Hong Kong believes stablecoin volatility can spillover to traditional finance

Regulation

The fall of crypto giants this year reignited questions about the stability of cryptocurrencies and their impact on fiat ecosystems. Hong Kong Monetary Authority (HKMA) assessed the situation and found that the instabilities of crypto assets, including asset-backed stablecoins, can potentially spill over to the traditional financial system.

The HKMA assessment on asset-backed stablecoins pointed out the risks of liquidity mismatch, negatively impacting their stability during “fire-sale” events. A fire sale event relates to a momentary price fluctuation when investors can purchase stablecoins cheaper than their market price — a phenomenon noticed during the Terra crash.

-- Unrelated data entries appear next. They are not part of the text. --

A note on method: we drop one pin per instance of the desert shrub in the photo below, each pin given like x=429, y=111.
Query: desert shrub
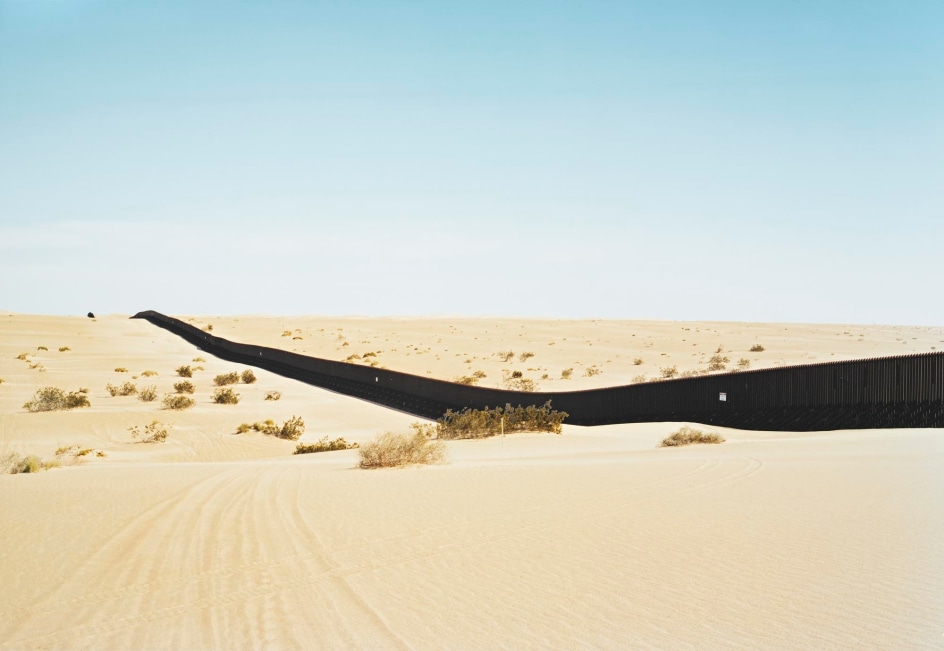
x=177, y=401
x=324, y=445
x=148, y=393
x=482, y=423
x=392, y=450
x=55, y=399
x=153, y=433
x=226, y=378
x=225, y=396
x=689, y=436
x=718, y=363
x=126, y=389
x=184, y=386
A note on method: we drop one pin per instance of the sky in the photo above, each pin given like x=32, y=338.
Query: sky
x=683, y=160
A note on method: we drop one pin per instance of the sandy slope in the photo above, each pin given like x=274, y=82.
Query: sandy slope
x=591, y=539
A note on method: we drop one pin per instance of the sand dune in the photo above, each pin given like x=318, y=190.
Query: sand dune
x=593, y=539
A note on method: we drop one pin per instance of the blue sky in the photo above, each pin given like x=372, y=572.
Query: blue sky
x=764, y=161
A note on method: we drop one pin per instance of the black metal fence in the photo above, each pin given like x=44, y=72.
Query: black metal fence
x=905, y=391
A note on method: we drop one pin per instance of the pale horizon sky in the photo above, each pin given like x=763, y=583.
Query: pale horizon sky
x=735, y=161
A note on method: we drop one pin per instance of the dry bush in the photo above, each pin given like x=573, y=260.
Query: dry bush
x=177, y=401
x=482, y=423
x=392, y=450
x=153, y=433
x=126, y=389
x=324, y=445
x=688, y=436
x=226, y=378
x=148, y=393
x=55, y=399
x=225, y=396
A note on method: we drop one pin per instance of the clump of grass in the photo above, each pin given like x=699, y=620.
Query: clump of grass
x=177, y=401
x=225, y=396
x=226, y=378
x=482, y=423
x=184, y=386
x=126, y=389
x=324, y=445
x=153, y=433
x=55, y=399
x=689, y=436
x=392, y=450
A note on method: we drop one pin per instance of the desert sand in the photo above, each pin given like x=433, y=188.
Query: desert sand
x=593, y=539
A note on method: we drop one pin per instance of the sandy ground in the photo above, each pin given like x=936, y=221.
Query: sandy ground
x=593, y=539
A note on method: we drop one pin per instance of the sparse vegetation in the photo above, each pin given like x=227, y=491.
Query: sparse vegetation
x=55, y=399
x=324, y=445
x=392, y=450
x=226, y=378
x=482, y=423
x=177, y=401
x=184, y=386
x=225, y=396
x=689, y=436
x=153, y=433
x=126, y=389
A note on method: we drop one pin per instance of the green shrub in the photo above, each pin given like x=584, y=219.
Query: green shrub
x=392, y=450
x=226, y=378
x=177, y=401
x=126, y=389
x=55, y=399
x=482, y=423
x=225, y=396
x=153, y=433
x=688, y=436
x=324, y=445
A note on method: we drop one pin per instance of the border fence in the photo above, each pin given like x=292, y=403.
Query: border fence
x=887, y=392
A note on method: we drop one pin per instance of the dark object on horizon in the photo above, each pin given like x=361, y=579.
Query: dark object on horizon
x=906, y=391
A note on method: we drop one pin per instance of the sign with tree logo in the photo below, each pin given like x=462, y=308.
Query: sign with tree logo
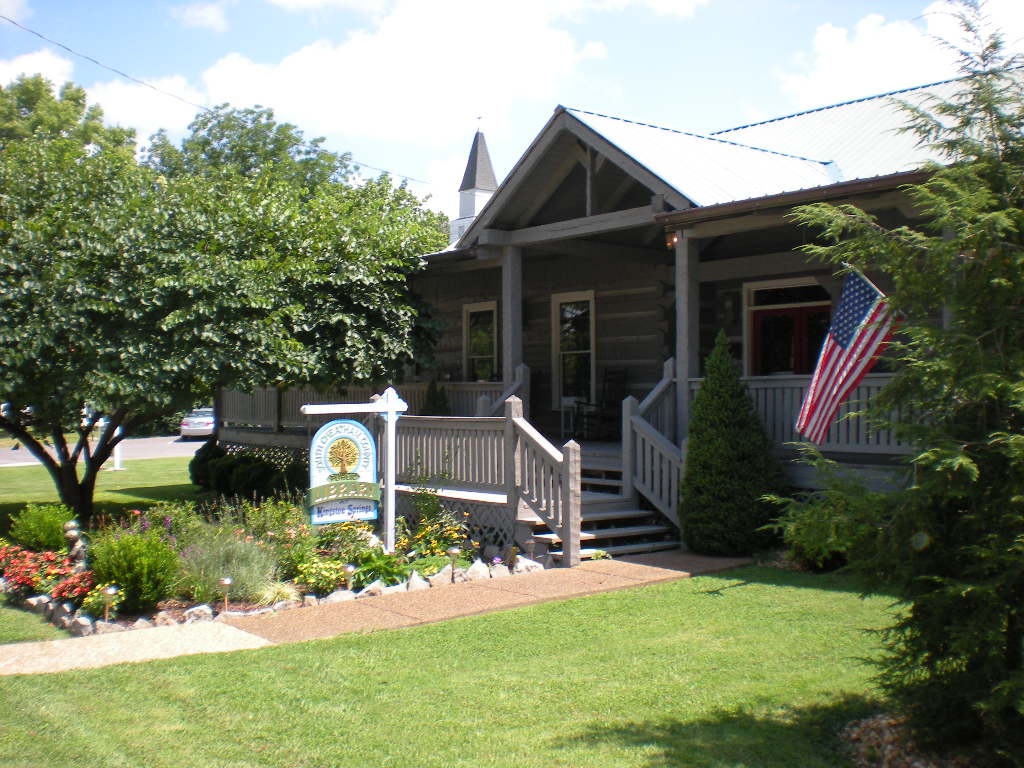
x=342, y=474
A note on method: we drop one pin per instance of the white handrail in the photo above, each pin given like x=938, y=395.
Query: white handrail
x=544, y=478
x=518, y=388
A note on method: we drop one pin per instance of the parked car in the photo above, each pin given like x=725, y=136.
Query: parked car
x=198, y=423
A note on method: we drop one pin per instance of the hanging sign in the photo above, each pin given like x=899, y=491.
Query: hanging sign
x=342, y=474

According to Hong Kong’s central bank, the interconnection of crypto assets has made the crypto ecosystem more vulnerable to systematic shocks. In addition, the increase in crypto exposure from financial institutions can be subject to knock-off effects from abrupt developments in cryptocurrency prices:

“The growing size of asset-backed stablecoins, together with their inherent risks, could make asset-backed stablecoins a potential magnifier of the volatility spillover from crypto to traditional financial assets.”

The flowchart shared by HKMA suggests that fluctuations in the price of asset-backed stablecoins could result in reserve adjustment by stablecoins. This is mainly driven by the assumption that the demand and supply of stablecoins can trigger volatility in their price.

The study also recalled the crash of Terra USD (UST), an algorithmic stablecoin issued by Terraform Labs, which had caused mass redemption of Tether (USDT). In this light, HKMA recommended standardizing regular disclosures that can help regulators inspects liquidity conditions and risks.

The second recommendation for regulators is to strengthen the asset-backed stablecoins’ liquidity management via restrictions on the composition of reserve assets.

Related: Could Hong Kong really become China’s proxy in crypto?

The Securities and Futures Commission of Hong Kong advised management companies looking to offer exchange-traded fund (ETF) offerings to “have a good track record of regulatory compliance,” among other requirements.

The SFC circular came as part of a policy update from Hong Kong’s government, which announced its readiness to engage with global crypto exchanges on regulatory issues.